Top Ten

June 21, 2022

TRU unveils New Gold Women in Trades and Technology Resource Centre

Thompson Rivers University has officially opened its New Gold Women in Trades and Technology Resource Centre. The centre, which is funded by New Gold Inc, will support women who are pursuing training in the trades. It will be a hub for students and staff to gather, and will include a variety of resources such as flexible teaching space, technology, a private meeting room, a functional classroom, and an office for the program coordinator. The centre will focus on supporting diversity in the skilled trades to meet British Columbia’s labour shortages. TRU (BC)

YorkU, Markham sign MOU focused on sustainability, research, learning, employment

York University and the City of Markham have signed a memorandum of understanding (MOU) that will see the two working together on sustainability initiatives, experiential learning, employment opportunities, research and innovation, and more. YorkU will also work with the city to support reconciliation through continuous learning and professional development opportunities. “This MOU formalizes our ongoing shared goals of training the next generation of world-class professionals and thought leaders, and fostering innovative community and research collaborations to drive positive change both at the local and global level,” said YorkU President Rhonda Lenton. YorkU | Markham (ON)

Why professors need to teach group-work skills: Editorial

Professors who use group projects to account for a substantial portion of students' grades need to teach students the necessary skills for group work, writes James M Lang. Lang states that students are often not taught how to work in group settings, despite these skills being important for working life. The author also writes that digital communication has changed how group work is coordinated and has reduced the amount of real time students have to work together in face-to-face situations. Lang points to resources such as the University of Minnesota's Centre for Education Innovation's "Faculty Guide to Team Projects," which can be used to ensure group projects are a successful learning activity. The Chronicle of Higher Education (Editorial)

StFX Alumni, Peacock family announce donations for Saputo Centre

St Francis Xavier University’s Amelia Saputo Centre for Healthy Living has received major donations from John and Adrienne Peacock and the university’s Alumni Association. StFX Chancellor John Peacock and Adrienne Peacock, who are alumni and long-time supporters of StFX, donated $5M on the condition that StFX find matching pledges from other donors, turning them into the most significant alumni donors in StFX history. Inspired by the Peacock family, the StFX Alumni Association donated $500K. The funding supports the Saputo Centre’s move to a larger, more inclusive space. “We could see this could make a difference,” said John Peacock. “A lot of people benefit, what better project to really support?” StFX | StFX (NS)

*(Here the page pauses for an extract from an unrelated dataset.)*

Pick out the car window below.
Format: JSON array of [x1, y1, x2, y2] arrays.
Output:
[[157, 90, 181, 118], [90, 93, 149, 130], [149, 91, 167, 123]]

Indigenous opposition builds against QC Bill 96, community explores workaround

Opposition is continuing to build as Indigenous communities in Quebec respond to Bill 96 and the potential challenges that it poses for Indigenous students. Cree Nation Government officials argue that the bill ignores treaty rights and that Indigenous students will be forced to attend school in Ontario to bypass the language requirements. The Kahnawake Education Center in the Kanien'kehá:ka community has discovered a workaround for the Bill and has announced that it is exploring offering a Grade 12 program that will offer a recognized Ontario secondary school diploma. CBC reports that the spokesperson for the QC Education Minister indicated that the offer of grade 12 services, which could enable students to bypass the cégep system, is not authorized and that QC intends to close the loophole. “[This legislation] will not deter our goal to support our students on any life and career path they choose,” said Kahnawake Education Center Director of Education Robin Delaronde. CBC (1) | CBC (2) (QC)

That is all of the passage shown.